3. Wherever a function takes no parameters, I coded "void" as the
formal parameter list. Otherwise the compiler doesn't know whether
the function takes parameters or not.
miker [Thu, 28 Jun 2007 03:14:06 +0000 (03:14 +0000)]
Patch from Scott McKellar:
At one time. if we had trouble reading or parsing the configuration
file, we would issue log messages to complain.

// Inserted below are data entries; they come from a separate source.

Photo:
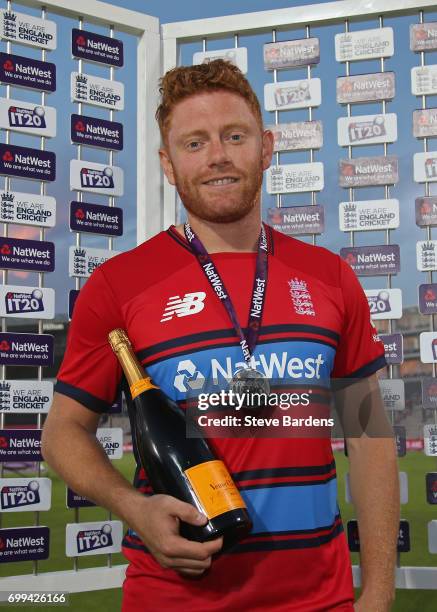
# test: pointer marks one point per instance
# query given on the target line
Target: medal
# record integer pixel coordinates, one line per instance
(247, 379)
(250, 381)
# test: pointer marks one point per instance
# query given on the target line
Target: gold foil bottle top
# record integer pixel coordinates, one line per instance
(118, 339)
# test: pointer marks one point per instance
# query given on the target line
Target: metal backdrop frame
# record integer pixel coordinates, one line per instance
(151, 216)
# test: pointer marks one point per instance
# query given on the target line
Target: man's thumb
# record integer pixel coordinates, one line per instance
(189, 513)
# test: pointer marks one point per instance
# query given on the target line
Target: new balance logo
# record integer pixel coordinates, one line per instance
(191, 303)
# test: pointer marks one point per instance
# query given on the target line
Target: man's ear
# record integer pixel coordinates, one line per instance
(267, 151)
(166, 165)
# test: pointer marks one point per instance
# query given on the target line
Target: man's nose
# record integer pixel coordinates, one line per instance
(217, 153)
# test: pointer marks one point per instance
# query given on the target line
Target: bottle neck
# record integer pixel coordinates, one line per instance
(132, 368)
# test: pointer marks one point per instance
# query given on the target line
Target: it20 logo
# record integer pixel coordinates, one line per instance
(97, 178)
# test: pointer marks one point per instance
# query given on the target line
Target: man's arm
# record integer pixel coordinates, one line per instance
(70, 447)
(374, 485)
(375, 494)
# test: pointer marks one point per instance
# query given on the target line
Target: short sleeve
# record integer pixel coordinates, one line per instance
(90, 372)
(360, 352)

However those log
messages didn't have anywhere to go because, not having loaded the
configuration file, we didn't know where to write the messages.
The earlier patch wrote the same messages to standard error as well
as to the logging machinery, so that they would be visible.
These extra writes are no longer necessary, With recent changes to
the logging machinery, all log messages will go to standard error
if no other destination has been defined for them.
Accordingly this patch removes two messages, now redundant, that
were being written to standard error.
miker [Tue, 26 Jun 2007 03:04:37 +0000 (03:04 +0000)]
Patch from Scott McKellar, finishing off the "log to stderr when all esle fails" work:
Currently if we have asked to log to a file, but we haven't yet
specified the name of that log file, then any messages issued are
dropped.
With this patch, any messages issued under these conditions will be
rerouted to standard error. The rerouting is only temporary,
applying only to the current message.